Palopo or Kota Palopo is a city located in South Sulawesi, Indonesia, and the second-largest city in the province. Until it acquired its autonomy, Palopo was the capital of Luwu Regency. The area of the city is 247.52 km2, and it had a population of 148,033 at the 2010 Census and 184,681 at the 2020 Census, comprising 92,444 males and 92,237 females. The official estimate as at mid 2021 was 187,331.

History 

Palopo was founded c. 1620, probably under the second Muslim ruler of Luwu Kingdom, Sultan Abdullah Muhiddin, who is buried at Malangke, the former palace centre of Luwu. His momental grave, which was carved with Majapahit-style floral decorations, was destroyed by Kahar Muzakkar rebels in the 1950s: nothing today remains except the location. The advantage of Palopo over the former palace centre was the potential for trade with the Toraja-speaking Seko-Rongkong valleys. The town sits at the foot of a steep, winding pass which leads into the highland regions. In the late 19th century this trade consisted primarily of coffee and slaves. Gold panned from upland rivers may also have been an attraction. Dammar was an important export in the later period.

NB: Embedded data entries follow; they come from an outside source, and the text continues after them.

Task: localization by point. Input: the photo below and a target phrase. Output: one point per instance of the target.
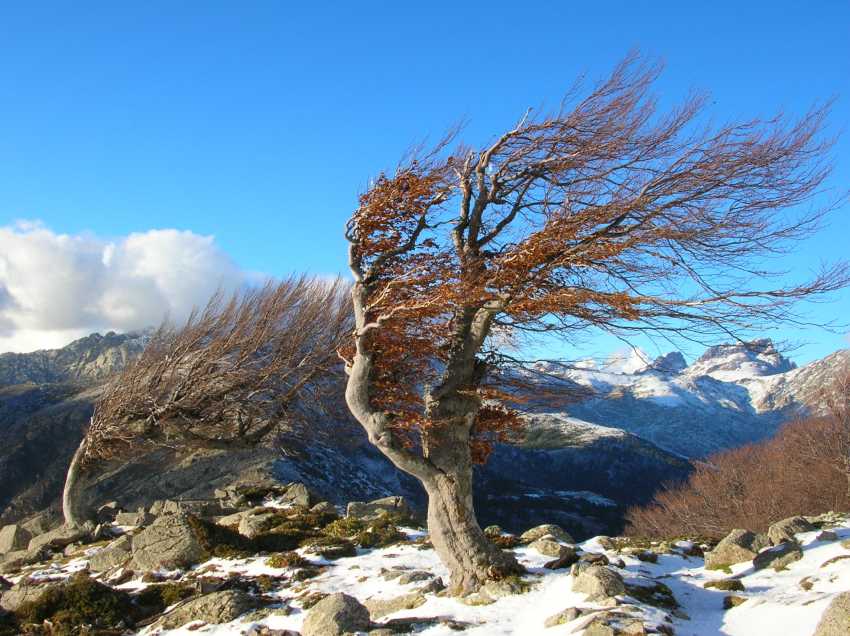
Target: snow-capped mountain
(731, 395)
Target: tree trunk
(73, 508)
(458, 539)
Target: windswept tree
(607, 214)
(237, 372)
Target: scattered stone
(778, 557)
(169, 542)
(387, 505)
(835, 621)
(599, 581)
(335, 615)
(115, 554)
(564, 616)
(414, 576)
(550, 547)
(218, 607)
(24, 591)
(299, 495)
(139, 518)
(564, 561)
(505, 587)
(324, 508)
(13, 537)
(477, 599)
(733, 601)
(379, 607)
(255, 522)
(60, 537)
(538, 532)
(107, 512)
(785, 530)
(738, 546)
(727, 585)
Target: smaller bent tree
(606, 214)
(232, 376)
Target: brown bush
(802, 470)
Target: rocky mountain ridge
(635, 432)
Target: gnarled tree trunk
(73, 508)
(458, 539)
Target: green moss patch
(81, 601)
(286, 560)
(657, 595)
(727, 585)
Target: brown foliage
(605, 214)
(802, 470)
(237, 371)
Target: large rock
(23, 592)
(786, 529)
(253, 523)
(541, 531)
(550, 547)
(379, 607)
(139, 518)
(378, 507)
(13, 537)
(778, 557)
(169, 542)
(835, 621)
(218, 607)
(599, 582)
(61, 537)
(114, 554)
(738, 546)
(336, 615)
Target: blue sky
(259, 122)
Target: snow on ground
(776, 604)
(775, 601)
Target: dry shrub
(799, 471)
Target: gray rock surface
(114, 554)
(385, 505)
(540, 531)
(169, 542)
(599, 581)
(336, 615)
(835, 621)
(736, 547)
(60, 537)
(23, 592)
(13, 537)
(786, 529)
(550, 547)
(215, 608)
(778, 557)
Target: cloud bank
(58, 287)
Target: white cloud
(57, 287)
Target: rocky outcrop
(336, 615)
(786, 529)
(550, 529)
(13, 537)
(115, 554)
(169, 542)
(215, 608)
(738, 546)
(386, 505)
(778, 557)
(835, 621)
(599, 582)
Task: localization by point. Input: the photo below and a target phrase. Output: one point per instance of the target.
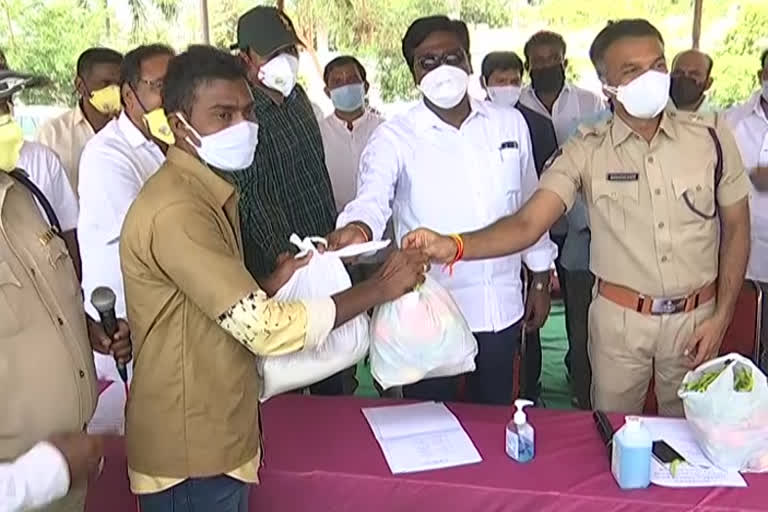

Little is known of Palopo before the Dutch annexation of South Sulawesi in 1905. The only Western visitor to have left an account of the town was James Brooke (later Rajah of Sarawak), who described it in the 1830s as 'a miserable town, consisting of about 300 houses, scattered and dilapidated'. It is the location of the Palopo Old Mosque, South Sulawesi's oldest mosque. Built from blocks of white coral, with a three-tiered roof representing the ancient Austronesian cosmos, the Mesjid Jami' is said to have been built during the reign of Sultan Abdullah. It has a 19th-century dedicatory inscription behind one of its doors, presumably reflecting a restoration. The royal graveyard lies to the north at Lokkoe and contains pyramidical stone mausolea in which lie the remains of Luwu's 17th to 20th-century rulers.

Administrative districts 
Palopo City is divided into nine Districts (Kecamatan), tabulated below with their areas and their populations at the 2010 Census and the 2020 Census, together wiuth the official estimates as at mid 2021. The table also includes the locations of the district administrative centres and the number of urban villages (kelurahan) in each district.

Climate
Palopo has a tropical rainforest climate (Af) with heavy rainfall year-round.